The route begins at the Water Museum located by the Lanjarón River. The village’s Arab etymology explains the importance of water: Al-lancharon means ‘a place of natural springs’. As the trail ascends, it offers lovely views of the town and passes alongside the Mezquerina irrigation canal, which is of Al-Andalus origin. The hermitage ‘Tajo de la Cruz’ (The Cliff of the Cross) is nearby and features a fantastic lookout point. From the hilltop, and before commencing the winding descent, it is worth taking a moment to breathe the fresh air and gaze at the horizon sprinkled with a few Alpujarra towns and the Mediterranean Sea. The last stretch before reaching Órgiva goes along the edge of the Sucio River, a tributary of the Guadalfeo River, which are much lovelier than what their names suggest (‘sucio’ means dirty and ‘feo’ means ugly in Spanish).

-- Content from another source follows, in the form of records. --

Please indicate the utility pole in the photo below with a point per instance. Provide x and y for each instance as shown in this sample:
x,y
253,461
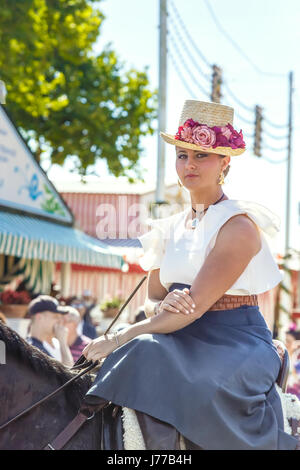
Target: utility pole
x,y
289,164
162,103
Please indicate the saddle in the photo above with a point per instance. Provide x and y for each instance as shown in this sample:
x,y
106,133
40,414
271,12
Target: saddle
x,y
159,435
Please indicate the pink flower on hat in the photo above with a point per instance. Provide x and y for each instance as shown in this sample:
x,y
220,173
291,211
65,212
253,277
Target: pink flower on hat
x,y
204,136
207,137
226,132
187,134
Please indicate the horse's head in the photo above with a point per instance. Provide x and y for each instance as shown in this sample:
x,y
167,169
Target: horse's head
x,y
27,376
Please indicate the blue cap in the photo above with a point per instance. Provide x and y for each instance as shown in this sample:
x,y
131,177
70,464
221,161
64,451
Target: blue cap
x,y
45,303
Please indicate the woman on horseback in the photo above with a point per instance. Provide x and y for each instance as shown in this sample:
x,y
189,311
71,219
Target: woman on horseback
x,y
203,362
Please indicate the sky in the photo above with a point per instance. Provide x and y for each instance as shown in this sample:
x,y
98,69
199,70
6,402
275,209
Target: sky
x,y
267,33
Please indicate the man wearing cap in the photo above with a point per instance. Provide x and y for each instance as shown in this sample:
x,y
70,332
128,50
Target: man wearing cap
x,y
47,331
77,342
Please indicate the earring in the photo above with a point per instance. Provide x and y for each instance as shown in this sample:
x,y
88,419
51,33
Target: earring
x,y
221,180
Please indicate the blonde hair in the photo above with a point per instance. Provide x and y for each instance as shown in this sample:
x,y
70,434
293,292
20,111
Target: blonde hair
x,y
225,172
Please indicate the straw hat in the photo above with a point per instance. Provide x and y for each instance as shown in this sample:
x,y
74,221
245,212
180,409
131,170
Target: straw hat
x,y
203,126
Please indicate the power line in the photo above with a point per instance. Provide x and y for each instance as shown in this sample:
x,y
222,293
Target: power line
x,y
274,161
175,65
277,137
188,34
242,118
247,108
278,126
236,46
187,49
183,62
275,149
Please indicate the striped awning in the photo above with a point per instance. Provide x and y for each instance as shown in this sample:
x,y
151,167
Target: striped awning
x,y
32,238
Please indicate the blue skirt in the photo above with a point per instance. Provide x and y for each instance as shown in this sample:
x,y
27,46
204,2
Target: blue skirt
x,y
213,380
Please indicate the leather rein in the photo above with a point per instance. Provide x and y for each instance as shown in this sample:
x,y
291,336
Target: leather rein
x,y
81,417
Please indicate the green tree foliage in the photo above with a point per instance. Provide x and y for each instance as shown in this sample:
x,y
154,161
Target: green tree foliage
x,y
65,98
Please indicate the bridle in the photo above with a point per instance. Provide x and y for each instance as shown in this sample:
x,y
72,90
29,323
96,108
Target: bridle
x,y
87,366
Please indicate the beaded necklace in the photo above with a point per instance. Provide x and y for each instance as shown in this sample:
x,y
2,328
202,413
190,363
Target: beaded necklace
x,y
196,221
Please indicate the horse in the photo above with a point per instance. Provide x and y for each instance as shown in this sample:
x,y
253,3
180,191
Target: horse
x,y
29,375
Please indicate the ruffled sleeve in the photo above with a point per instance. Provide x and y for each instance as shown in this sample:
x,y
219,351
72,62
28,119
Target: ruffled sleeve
x,y
154,242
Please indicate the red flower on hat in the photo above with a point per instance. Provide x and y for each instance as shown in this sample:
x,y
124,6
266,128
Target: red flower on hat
x,y
210,137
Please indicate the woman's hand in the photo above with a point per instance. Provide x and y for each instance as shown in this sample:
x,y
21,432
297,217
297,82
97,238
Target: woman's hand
x,y
100,347
178,301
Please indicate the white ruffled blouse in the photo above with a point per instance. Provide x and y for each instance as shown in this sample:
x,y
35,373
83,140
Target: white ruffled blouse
x,y
180,252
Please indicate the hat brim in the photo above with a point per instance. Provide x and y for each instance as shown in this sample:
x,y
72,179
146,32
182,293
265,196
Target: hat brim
x,y
228,151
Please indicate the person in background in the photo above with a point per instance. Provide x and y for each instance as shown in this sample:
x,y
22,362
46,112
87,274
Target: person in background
x,y
140,314
76,342
292,342
2,318
47,331
85,326
88,300
55,291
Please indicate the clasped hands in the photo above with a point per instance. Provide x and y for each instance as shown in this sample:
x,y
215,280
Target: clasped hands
x,y
178,301
100,348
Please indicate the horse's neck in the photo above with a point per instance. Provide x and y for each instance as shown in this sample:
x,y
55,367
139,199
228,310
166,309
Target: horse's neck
x,y
21,386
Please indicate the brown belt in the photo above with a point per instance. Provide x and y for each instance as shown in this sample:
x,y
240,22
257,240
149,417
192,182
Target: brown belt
x,y
234,301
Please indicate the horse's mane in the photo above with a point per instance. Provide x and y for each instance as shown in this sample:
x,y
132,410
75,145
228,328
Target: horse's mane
x,y
43,364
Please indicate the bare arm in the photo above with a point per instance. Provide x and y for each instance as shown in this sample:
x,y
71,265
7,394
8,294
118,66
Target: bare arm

Our route ends in Órgiva’s historic quarter, the same spot that Aben Farax and his Morisco rebels reached on 26 December 1568. The Church of Our Lady of Expectation is located here, where the fierce mobs, ‘upon finding it defenceless, entered and destroyed the altarpieces, altar and baptismal font; poured out the holy oils and the chrism; pillaged the tabernacle and more’. The Castle of the Counts of Sástago is also nearby, and its tower was the only stronghold in all of Alpujarra that did not fall into rebel hands. Approximately 160 ‘Old Christians’ (i.e., not the Muslims who had been supposedly converted to Christianity), five local priests and several Morisco women and children taken as hostages were holed up at this spot where they withstood numerous attacks over the course of 17 days until the Marquis of Mondéjar’s troops arrived to free them on 12 January 1569. The town square is Plaza de la Alpujarra, which is particularly charming on market day and a place where we can take a break with some local sweets as we view the lovely tiles decorated with images of every town in the region.
Information of interest
- How to get to the Alpujarra region: From Granada, take the A-44 motorway approximately 45 km and get off at exit 164. The first Alpujarra town will be Lanjarón.